100% Export Oriented Units (EOUs)
100% FDI is permitted under automatic route for setting up 100% EOU, subject to sectoral norms. roposals not covered under the automatic route would be considered and approved by FIPB.
Capitalization of Import Payables
FDI inflows are required to be under the following modes;
- By inward remittances through normal banking channels or
- By debit to the specified account of person concerned maintained in an authorized dealer/authorized bank.
Issue of equity to non-residents against other modes of FDI inflows or in kind is not permissible under automatic route. Issue of shares for consideration other than cash requires prior Government Approval.
However, Issue of equity shares against lump sum fee, royalty payable and external commercial borrowings (ECBs) in convertible foreign currency are permitted, subject to meeting all applicable tax liabilities and sector specific guidelines.
Industrial Licensing Policy
Industrial Licenses are regulated under the Industries (Development & Regulation) Act, 1951. The requirements of Industrial licence has been progressively reduced. At present industrial licence for manufacturing is required only for the following:
- Industries retained under compulsory licensing,
- Items reserved for small scale sector; and
- When the proposed location attracts locational restriction industries requiring Compulsory Licensing
The following industries require compulsory industrial license:
- Distillation and brewing of alcoholic drinks;
- Cigars and cigarettes of tobacco and manufactured tobacco substitutes;
- Electronic Aerospace and defence equipment: all types;
- Industrial explosives including detonating fuses, safety fuses, gun powder, nitrocellulose and matches;
- Hazardous chemicals;
- a) Hydrocyanic acid and its derivatives
- b) Phosgene and its derivatives
- c) Isocyanates and di-isocyanates of hydrocarbon, not elsewhere specified example: Methyl Isocyanate); and
- Drugs and Pharmaceuticals (according to modified Drug Policy issued in September, 1994 and subsequently amended from time to time)
Prior Government approval required in all cases where Industrial Licence is required to start the business. i.e. all sectors requiring industrial license comes under approval route and requires Government approval.
INDUSTRIES UNDER SMALL-SCALE SECTOR
An industrial undertaking is defined as a small-scale unit if the capital investment in plant and machinery does not exceed Rs 10 million. Small-scale units can get registered with the Directorate of Industries/District Industries Centre of the State Government. Such units can manufacture any item, and are also free from locational restrictions.
Manufacture of items reserved for small-scale sector
Non-small scale units can manufacture items reserved for the small scale sector only after obtaining an industrial license. In such cases, the non-small scale unit is required to undertake an obligation to export 50 per cent of the production of SSI reserved items.
FDI IN SSI UNITS
A small scale unit cannot have more than 24 per cent equity in its paid up capital from any industrial undertaking, either foreign or domestic. If the equity from another company (including foreign equity) exceeds 24 per cent, even if the investment in plant and machinery in the unit does not exceed Rs 10 million, the unit loses its small-scale status.

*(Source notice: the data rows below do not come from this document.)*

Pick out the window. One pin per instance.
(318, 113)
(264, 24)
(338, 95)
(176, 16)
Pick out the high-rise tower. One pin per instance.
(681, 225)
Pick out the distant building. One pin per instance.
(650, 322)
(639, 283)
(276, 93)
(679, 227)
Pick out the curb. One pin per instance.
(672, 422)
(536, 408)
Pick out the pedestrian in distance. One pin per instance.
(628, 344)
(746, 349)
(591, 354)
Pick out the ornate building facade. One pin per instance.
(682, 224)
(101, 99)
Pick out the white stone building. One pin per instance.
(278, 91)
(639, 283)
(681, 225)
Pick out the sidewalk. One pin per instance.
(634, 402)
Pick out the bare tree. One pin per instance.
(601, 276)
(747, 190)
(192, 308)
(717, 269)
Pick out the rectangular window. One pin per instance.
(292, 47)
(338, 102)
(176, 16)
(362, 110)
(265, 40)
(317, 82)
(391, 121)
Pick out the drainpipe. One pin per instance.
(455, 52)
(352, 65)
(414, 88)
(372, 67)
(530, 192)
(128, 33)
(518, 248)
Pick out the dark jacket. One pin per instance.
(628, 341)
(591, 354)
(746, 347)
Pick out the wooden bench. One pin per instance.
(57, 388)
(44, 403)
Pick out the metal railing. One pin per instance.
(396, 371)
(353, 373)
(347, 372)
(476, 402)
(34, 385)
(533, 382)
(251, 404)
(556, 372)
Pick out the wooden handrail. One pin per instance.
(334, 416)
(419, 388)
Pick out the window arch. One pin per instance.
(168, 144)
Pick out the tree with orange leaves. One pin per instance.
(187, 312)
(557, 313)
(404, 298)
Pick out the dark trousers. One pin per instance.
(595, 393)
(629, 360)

Industrial undertakings are free to select the location of a project. Industrial Licence is required if the proposed location is within 25 KM of the Standard Urban Area limits of 23 city having population of 1 million as per 1991 census.
Locational restriction does not apply:
- i) If the unit were to be located in an area designated as an ‘’industrial area’’ before the25th July, 1991.
- ii) Electronics, Computer software and Printing and any other industry, which may be notified in future as “nonpolluting industry”, are exempt from such locational restriction.
The location of industrial units is subject to applicable local zoning and land use regulations and environmental regulations.
FOREIGN TECHNOLOGY AGREEMENTS
For promoting technological capability in Indian industry, acquisition of foreign technology is encouraged through foreign technology collaboration agreements. Inductions of know-how through such agreements are permitted either through automatic route or with prior approval from the Government.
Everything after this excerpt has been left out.